Lookin' straight ahead
Like they know just where they're goin'
Past the flags of freedom flyin'

Sister has her headphones on
She hears the music blaring
She sees her brother marchin' by
Their bond is everlasting

Listening to Bob Dylan singin'
in 1963
Watchin' the flags of freedom flyin'

...Have you seen the flags of freedom?
What color are they now?
Do you think that you believe in yours
More than they do theirs somehow?

The title song is "Living with War," one of the most honest attempts by anyone I've seen, to sew together the tattered strands of Islamic rage, Western fear, and human urges towards both peace and violence.

I'm living with war every day
I'm living with war in my heart every day
I'm living with war right now

And when the dawn breaks I see my fellow man
And on the flat-screen we kill and
we're killed again
And when the night falls, I pray for peace

Try to remember peace

I join the multitudes
I raise my hand in peace
I never bow to the laws of the thought police

I take a holy vow
To never kill again
To never kill again...

In an interview on CNN last week, Neil Young said, "No one owns the post-9-11 mentality," and insisted that true patriotism entails the belief that everyone has the freedom of speech to express their ideas.

One song whose lyrics had not yet been posted the last time I checked, on April 25th, is the one whose title has most fully captured the attention of the American public: "Impeach the President." When asked what else the song included, Young explained that it was simply a list of reasons for impeaching President George W. Bush. "It's a long song," he added.

A national dialogue on today's U.S. policy in the Middle East seems to be forcing itself on the American media and, ever so slowly, on the political leaders of the United States.

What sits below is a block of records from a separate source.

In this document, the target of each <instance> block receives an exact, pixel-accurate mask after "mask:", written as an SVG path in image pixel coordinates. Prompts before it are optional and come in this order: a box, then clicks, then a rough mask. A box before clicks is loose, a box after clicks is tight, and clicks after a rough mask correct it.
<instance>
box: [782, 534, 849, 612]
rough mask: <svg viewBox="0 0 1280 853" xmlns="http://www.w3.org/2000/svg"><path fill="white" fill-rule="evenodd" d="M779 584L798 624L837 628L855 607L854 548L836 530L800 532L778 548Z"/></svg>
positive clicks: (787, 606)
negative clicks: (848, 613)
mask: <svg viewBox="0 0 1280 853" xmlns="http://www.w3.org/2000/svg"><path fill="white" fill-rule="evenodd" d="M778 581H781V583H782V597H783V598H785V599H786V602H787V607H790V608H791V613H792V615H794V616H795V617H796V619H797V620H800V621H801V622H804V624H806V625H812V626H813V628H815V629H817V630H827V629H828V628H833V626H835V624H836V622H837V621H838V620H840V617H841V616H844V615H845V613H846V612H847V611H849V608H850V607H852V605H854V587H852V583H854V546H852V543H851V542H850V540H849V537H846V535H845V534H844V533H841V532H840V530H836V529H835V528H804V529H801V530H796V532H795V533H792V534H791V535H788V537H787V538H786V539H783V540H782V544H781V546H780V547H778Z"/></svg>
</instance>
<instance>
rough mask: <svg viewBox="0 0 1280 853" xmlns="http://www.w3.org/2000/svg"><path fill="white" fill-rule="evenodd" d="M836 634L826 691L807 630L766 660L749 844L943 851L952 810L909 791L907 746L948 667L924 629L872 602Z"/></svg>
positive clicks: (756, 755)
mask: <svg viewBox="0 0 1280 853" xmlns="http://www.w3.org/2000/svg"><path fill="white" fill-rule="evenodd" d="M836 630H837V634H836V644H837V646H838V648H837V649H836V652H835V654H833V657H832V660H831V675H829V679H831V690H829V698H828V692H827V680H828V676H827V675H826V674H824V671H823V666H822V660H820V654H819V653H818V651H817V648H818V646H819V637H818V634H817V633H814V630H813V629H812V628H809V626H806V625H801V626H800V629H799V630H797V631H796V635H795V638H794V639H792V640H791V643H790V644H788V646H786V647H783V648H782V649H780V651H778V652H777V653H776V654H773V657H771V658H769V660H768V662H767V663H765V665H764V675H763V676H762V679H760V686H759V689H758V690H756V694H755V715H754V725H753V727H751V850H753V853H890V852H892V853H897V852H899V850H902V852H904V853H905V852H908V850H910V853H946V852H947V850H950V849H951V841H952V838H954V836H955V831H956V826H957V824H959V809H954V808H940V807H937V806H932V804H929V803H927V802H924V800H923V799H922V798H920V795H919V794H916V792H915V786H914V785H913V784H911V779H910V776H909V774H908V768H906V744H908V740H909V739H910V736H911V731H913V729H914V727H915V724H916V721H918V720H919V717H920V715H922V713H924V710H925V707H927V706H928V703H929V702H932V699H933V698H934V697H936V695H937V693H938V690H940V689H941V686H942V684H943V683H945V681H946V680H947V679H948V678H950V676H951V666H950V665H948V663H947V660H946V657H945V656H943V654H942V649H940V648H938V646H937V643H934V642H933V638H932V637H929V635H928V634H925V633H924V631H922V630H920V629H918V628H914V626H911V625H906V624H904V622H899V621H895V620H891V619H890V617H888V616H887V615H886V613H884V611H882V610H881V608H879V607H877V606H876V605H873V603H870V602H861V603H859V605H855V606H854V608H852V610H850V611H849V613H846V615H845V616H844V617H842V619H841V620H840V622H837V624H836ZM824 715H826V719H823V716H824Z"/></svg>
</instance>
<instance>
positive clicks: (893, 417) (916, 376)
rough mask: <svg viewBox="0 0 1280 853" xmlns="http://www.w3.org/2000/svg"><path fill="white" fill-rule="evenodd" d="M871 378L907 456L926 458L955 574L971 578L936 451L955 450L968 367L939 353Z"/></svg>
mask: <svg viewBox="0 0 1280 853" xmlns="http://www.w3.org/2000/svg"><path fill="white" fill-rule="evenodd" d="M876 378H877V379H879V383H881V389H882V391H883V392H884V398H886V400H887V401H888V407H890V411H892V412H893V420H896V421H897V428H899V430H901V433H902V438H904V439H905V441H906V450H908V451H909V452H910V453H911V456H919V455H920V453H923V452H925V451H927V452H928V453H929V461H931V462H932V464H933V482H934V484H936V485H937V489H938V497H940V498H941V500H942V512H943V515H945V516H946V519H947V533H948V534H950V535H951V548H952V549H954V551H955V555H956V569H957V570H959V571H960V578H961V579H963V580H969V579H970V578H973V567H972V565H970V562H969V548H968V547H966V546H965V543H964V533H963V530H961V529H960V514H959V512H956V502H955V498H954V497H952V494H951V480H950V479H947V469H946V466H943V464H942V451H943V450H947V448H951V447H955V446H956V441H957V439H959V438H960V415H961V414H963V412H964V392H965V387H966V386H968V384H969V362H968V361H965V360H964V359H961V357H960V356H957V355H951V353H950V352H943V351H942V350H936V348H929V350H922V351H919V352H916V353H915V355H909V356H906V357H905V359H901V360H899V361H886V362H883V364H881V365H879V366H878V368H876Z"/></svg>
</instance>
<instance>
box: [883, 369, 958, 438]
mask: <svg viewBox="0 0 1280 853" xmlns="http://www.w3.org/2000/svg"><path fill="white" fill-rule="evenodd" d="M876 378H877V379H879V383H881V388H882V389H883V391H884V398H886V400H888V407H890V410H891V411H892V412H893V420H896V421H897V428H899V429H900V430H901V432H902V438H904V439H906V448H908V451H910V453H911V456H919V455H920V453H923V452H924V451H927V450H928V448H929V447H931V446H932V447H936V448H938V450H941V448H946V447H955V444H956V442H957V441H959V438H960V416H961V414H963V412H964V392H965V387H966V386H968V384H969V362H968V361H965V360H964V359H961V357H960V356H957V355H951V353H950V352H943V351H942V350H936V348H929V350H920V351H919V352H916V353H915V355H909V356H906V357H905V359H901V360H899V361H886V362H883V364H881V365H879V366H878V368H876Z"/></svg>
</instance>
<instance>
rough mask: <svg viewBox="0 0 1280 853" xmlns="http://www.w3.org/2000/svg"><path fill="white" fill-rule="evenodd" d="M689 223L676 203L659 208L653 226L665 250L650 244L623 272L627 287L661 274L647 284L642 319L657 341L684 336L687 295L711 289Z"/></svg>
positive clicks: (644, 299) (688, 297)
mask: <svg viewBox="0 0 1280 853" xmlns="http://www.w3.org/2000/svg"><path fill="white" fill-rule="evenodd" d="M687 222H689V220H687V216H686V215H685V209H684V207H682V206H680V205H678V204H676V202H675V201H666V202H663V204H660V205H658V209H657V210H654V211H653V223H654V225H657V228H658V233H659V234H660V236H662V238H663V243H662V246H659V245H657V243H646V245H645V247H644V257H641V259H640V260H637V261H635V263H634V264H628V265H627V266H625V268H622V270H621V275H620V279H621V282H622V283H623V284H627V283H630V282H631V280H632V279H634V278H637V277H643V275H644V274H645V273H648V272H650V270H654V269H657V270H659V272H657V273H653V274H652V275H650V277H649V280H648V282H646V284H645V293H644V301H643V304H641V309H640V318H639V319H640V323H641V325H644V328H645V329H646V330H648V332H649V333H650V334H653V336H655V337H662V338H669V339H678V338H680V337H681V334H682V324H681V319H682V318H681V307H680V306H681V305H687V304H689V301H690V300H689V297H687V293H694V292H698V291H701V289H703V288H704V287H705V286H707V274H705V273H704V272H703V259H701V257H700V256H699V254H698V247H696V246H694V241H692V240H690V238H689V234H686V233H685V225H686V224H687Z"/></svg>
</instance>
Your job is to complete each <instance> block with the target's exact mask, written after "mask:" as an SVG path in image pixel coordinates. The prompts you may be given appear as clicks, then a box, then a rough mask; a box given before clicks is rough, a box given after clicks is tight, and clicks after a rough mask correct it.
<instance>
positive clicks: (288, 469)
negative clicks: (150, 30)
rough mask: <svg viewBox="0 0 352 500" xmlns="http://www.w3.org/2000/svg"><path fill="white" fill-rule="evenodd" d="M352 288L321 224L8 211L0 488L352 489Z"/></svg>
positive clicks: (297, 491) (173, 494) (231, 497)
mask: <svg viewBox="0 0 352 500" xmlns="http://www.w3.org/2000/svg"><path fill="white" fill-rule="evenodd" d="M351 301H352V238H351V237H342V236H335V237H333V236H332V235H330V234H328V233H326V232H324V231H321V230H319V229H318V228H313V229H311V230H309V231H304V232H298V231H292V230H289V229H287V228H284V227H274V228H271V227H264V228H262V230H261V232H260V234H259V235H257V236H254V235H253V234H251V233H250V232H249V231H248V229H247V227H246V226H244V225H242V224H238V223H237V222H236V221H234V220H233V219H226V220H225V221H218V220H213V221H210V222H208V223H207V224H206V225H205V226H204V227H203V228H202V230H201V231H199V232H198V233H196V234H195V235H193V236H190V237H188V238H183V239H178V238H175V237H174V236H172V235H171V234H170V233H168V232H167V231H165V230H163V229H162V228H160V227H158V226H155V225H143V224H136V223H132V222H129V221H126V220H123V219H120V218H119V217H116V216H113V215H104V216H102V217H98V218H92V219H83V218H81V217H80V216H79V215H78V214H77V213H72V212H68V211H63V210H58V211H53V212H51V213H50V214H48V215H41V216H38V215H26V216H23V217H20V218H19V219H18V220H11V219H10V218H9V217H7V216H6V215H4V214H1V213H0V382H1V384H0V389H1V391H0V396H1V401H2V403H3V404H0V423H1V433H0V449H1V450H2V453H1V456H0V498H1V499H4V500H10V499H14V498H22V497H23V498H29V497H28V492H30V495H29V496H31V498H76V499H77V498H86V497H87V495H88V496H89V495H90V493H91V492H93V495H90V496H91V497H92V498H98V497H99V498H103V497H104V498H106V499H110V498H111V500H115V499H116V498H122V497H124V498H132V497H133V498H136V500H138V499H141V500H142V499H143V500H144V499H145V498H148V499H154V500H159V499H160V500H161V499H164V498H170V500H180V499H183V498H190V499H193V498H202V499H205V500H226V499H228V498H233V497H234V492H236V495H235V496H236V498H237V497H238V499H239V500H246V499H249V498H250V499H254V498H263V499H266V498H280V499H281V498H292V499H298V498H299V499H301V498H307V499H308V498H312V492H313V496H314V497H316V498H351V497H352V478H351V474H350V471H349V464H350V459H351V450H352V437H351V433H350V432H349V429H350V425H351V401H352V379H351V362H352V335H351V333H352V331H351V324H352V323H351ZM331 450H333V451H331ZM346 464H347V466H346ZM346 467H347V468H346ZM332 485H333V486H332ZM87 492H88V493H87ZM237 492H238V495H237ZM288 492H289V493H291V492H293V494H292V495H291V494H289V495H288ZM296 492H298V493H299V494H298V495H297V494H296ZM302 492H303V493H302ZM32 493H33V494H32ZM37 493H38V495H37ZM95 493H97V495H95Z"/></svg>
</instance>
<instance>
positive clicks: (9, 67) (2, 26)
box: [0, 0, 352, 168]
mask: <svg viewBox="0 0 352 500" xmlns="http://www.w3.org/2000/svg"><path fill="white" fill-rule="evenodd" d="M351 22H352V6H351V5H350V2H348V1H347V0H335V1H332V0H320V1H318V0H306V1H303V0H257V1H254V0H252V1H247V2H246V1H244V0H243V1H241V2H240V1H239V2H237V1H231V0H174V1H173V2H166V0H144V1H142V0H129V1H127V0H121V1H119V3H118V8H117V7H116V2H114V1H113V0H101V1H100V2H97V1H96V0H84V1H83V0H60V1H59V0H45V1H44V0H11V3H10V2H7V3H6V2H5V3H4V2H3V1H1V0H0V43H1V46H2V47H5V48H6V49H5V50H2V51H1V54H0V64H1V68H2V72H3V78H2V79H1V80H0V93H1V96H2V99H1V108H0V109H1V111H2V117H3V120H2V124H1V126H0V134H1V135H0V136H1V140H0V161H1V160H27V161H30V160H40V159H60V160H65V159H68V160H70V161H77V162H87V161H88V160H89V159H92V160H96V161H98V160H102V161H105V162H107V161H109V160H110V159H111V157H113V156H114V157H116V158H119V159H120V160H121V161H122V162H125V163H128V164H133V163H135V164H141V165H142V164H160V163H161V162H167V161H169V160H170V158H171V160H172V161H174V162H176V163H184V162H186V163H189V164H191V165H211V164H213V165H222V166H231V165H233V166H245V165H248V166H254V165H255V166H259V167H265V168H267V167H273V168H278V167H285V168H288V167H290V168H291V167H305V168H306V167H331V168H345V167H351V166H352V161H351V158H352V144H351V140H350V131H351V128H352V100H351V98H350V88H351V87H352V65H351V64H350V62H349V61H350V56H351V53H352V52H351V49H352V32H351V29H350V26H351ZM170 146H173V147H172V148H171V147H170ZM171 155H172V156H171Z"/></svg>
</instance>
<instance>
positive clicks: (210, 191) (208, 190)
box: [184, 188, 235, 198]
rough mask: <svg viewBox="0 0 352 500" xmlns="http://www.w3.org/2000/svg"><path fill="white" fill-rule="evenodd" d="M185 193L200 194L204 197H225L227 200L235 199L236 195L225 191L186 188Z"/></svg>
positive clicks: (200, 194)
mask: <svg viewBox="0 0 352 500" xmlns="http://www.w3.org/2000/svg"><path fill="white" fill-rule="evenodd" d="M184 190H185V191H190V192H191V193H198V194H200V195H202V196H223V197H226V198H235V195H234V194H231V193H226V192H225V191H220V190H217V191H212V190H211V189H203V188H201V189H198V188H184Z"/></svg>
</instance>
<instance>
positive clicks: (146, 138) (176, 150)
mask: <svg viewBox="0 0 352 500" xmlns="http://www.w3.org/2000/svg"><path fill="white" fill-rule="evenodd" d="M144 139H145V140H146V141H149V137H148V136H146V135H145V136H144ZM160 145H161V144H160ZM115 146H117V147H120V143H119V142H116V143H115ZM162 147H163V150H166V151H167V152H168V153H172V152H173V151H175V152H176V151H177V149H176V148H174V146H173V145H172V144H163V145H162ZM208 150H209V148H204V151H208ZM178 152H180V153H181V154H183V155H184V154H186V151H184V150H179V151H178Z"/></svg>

It is a grassroots effort at raising awareness and increasing our understanding of the intended and unintended effects of the invasion of Iraq, a military action that took place because the administration was able to ignore the voices and warnings of millions of Americans and tens of millions of people around the world protesting for more peaceful, far-sighted solutions.

From what I've read, the new music by Neil Young is good old-fashioned "heavy metal" rock, which means it features his amazing talents on the electric guitar. Even if your taste goes more to the soothing tones of classical music, easy listening, or folk songs, there is something that seems right about an artist like Young using loud metal to express that he disagrees with an administration which has demonstrated itself to be somewhat tone-deaf and dogged in its persistence with a policy on terror that is falling apart.

No matter what our opinion is on the war in Iraq, the war on terror, or other pressing global, social, and political issues, the new protest music from Neil Young provides themes for imaginative teachers to use in setting up content-based, richly contextualized, English language learning activities.

That a rock-music elder felt inspired to compose these new lines and promote further dialogue on such vital matters should be very motivating to anyone who works in a knowledge-producing profession like ESL/EFL teaching.

Let's see if we can experience, together with our students, a real shift in our mentality, opening new possibilities and opportunities for creating solutions and discovering further challenges that keep us growing nearer to a full realization of our human potentials.